Published online by Cambridge University Press: 05 September 2013
Within a couple of decades after the Second World War ended, there was hardly any celebration of novelists of the inter-war period. As mentioned before, there was a sense that D. H. Lawrence and James Joyce had made seminal contributions, but otherwise, those who had been widely read at the time were treated largely as period pieces.
I should note that this applies only to British fiction, because it was certainly felt that, on the continent, several writers had transformed fiction during those two decades. This applied most obviously to Franz Kafka, but also to less obviously revolutionary figures such as Thomas Mann and Marcel Proust. Unfortunately, I cannot hope to do justice to them in what must be a limited series focusing on English Literature.

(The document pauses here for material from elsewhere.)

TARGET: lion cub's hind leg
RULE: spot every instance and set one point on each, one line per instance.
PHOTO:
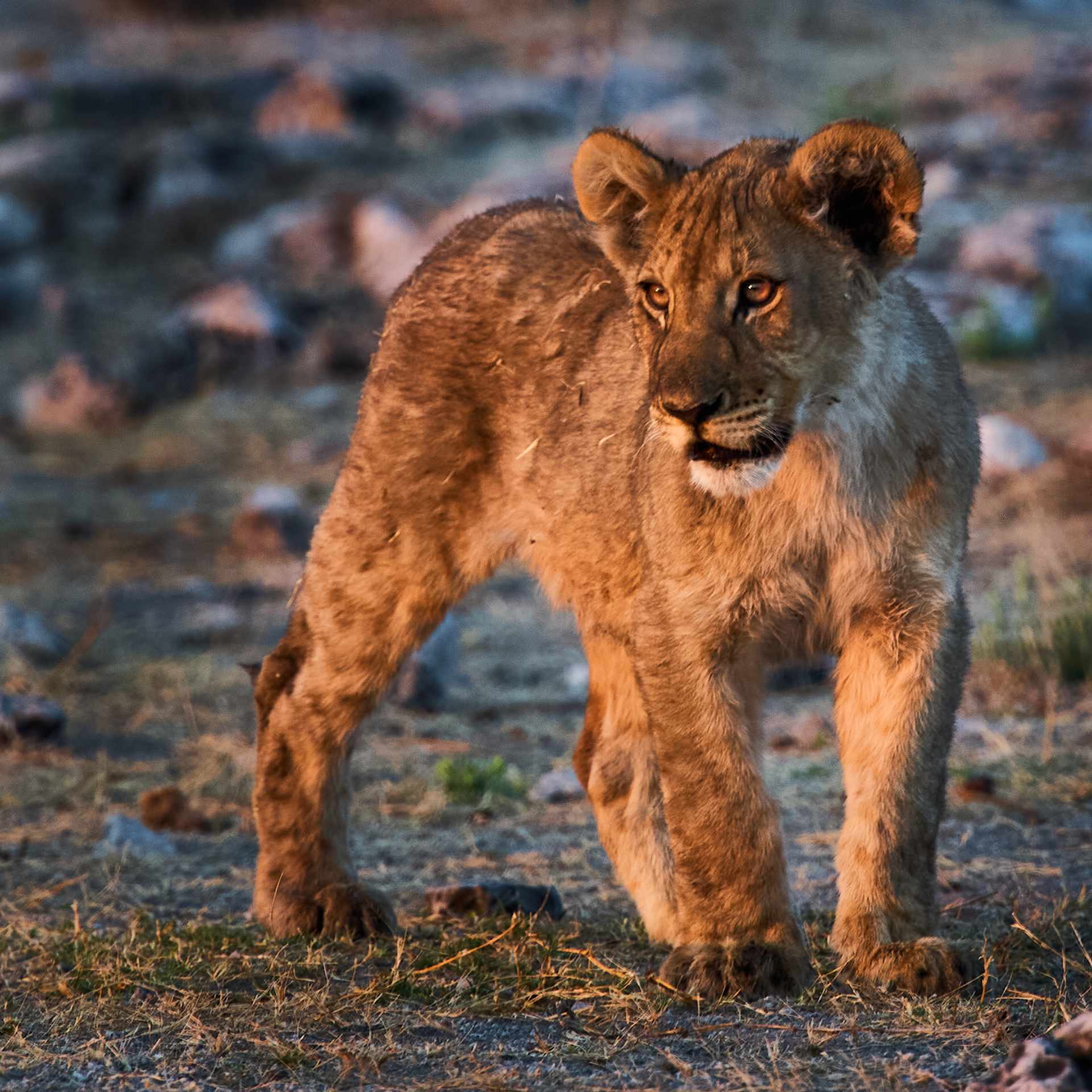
(396, 546)
(305, 879)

I will, therefore, at the risk of seeming parochial, devote a couple of columns to English writers of that period. At the same time, though the novelists I will talk about are not in the league of the great Europeans I have mentioned, I feel that they are at least as interesting as Lawrence and Joyce, perhaps even more so.
My own favourite amongst them is Evelyn Waugh, who was incidentally brought vividly to life in the collection of Graham Greene's letters which sparked off this series of columns. Waugh was also a Catholic convert, and aggressively traditional about it, unlike his more revolutionary friend. But, he was also extremely funny, and well aware of his own foibles.